1
2=head1 NAME
3
4Gungho::Manual::FAQ - Gungho FAQ
5
6=head1 Q. "Why Did You Call It Gungho"?
7
8It rhymes with Xango, which is its predecessor.
9
10=head1 Q. "I don't understand the notation of the config"
11
12To make the notation concise, we use a notation like engine.module = POE.
13Each level is a key in the hash, so the previous example translates to a
14config like
15
16  my $config = {
17    engine => {
18      module => "POE"
19    }
20  }
21
22Or, in YAML:
23
24  engine:
25    module: POE
26
27=head1 Q. "My requests are being served slow. What can I do?"
28
29There are actually a number of things that may affect fetch speed.
30
31=head2 Is Gungho The Right Crawler For Your Data Set?
32
33Gungho uses an asynchronous engine, and with POE::Component::Client::Keepalive
34it reuses the connections to the same host.
35
36This kind of setup works great if you are accessing a lot of diffferent hosts,
37but could easily jam up if you are accessing, for example, a single host.

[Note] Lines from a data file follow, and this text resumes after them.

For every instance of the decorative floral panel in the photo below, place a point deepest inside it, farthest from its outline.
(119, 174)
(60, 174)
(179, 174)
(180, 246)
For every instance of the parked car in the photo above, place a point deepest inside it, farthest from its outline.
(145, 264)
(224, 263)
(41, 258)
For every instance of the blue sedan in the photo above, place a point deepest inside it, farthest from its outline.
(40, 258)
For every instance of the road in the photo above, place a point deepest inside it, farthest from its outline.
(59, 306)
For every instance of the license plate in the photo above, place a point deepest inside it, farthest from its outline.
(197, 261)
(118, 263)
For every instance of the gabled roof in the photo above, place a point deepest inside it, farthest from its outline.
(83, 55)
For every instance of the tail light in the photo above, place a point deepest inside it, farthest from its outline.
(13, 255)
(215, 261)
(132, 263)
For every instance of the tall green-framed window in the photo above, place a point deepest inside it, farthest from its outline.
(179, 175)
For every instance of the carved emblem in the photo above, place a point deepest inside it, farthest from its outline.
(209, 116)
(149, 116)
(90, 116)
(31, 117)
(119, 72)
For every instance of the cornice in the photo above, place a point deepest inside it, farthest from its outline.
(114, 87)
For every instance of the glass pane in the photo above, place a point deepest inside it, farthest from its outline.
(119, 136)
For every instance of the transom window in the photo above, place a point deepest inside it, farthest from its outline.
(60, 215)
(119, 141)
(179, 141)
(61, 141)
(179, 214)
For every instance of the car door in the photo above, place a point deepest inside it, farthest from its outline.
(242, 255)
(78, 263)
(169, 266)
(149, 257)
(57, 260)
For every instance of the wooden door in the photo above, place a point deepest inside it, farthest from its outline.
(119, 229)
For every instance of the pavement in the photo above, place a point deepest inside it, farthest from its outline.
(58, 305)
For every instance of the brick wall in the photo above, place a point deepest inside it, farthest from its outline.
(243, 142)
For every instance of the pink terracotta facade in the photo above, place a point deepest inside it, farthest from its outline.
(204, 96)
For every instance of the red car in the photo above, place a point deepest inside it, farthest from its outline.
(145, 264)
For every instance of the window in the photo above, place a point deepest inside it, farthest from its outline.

38For such datasets, Gungho will be no more effective than a simple script
39repeated calls to LWP::UserAgent-E<gt>get().
40
41=head2 Choosing The Right loop_delay With Gungho::Engine::POE
42
43C<engine.config.loop_delay> specifies the number of seconds to wait between
44each "loop" iteration.
45
46A single loop in Gungho is basically (1) check if we have requests in the
47provider, and (2) attempt to fetch that request.
48
49Therefore, if you set this loop_delay to something too low, then you would
50be spending most of the time attempting to fetch a request from the provider
51instead of spending it fetching the request.
52
53On the other hand if you set this too high, you will have to wait until
54Gungho notices that there are pending requests.
55
56There's no general "right" value for this configuration parameter, because
57it largely depends on what kind of dataset you're working with. As a general
58rule of thumb, set it to something sane like 5 seconds, and check out your
59logs to see if that value is an acceptable value.
60
61=head2 Workaround For Jamming Up PoCo::Client::HTTP
62
63When using Gungho::Engine::POE, POE::Component::Client::HTTP is used internally
64to do the actual fetching. Its performance is usually great, but when you
65reach a certain number of requests, it start to jam up and all of the sudden
66your requests will be served very slowly.
67
68This limitation is per-session limit, so Gungho tries to workaround this
69problem by spawning multiple sessions of POE::Component::Client::HTTP.
70
71If you believe this is the cause of the problem, try setting the
72engine.config.spawn to a higher value (the default is 2)
73
74Do note, however, that excessive enqueueing of requests is going to e a
75problem regardless. You should at least keep a mental note of how many requests
76you're sending to the POE queue, and throttle as necessary.
77
78=head2 Considerations When Using A Proxy With Gungho::Engine::POE
79
80Proxies are great, and could be used in crawler applications, but by default
81it doesn't play nicely with Gungho's POE engine.
82
83The short version of the remedy is: Set engine.config.keepalive.keep_alive to 0
84
85  engine:
86    module: POE
87    config:
88      keepalive:
89        keep_alive: 0
90
91Now the long explanation. Gungho::Engine::POE, and POE::Component::Client::HTTP
92which is used internally, uses a module called POE::Component::Client::Keepalive
93to manage the connections, and to possibly reuse the already established
94connection. However, when using a proxy, all the requests go through the given
95proxy, so PoCo::Client::Keepalive will try to reuse the connections to all
96of the requests.
97
98This is obviously aproblem, because it will make the entire request set to
99go through the same connection -- and therefore you lose all parallelism.
100
101To workaround this problem, you need to disable PoCo::Component::Keepalive,
102and hence the above configuration.
103
104=cut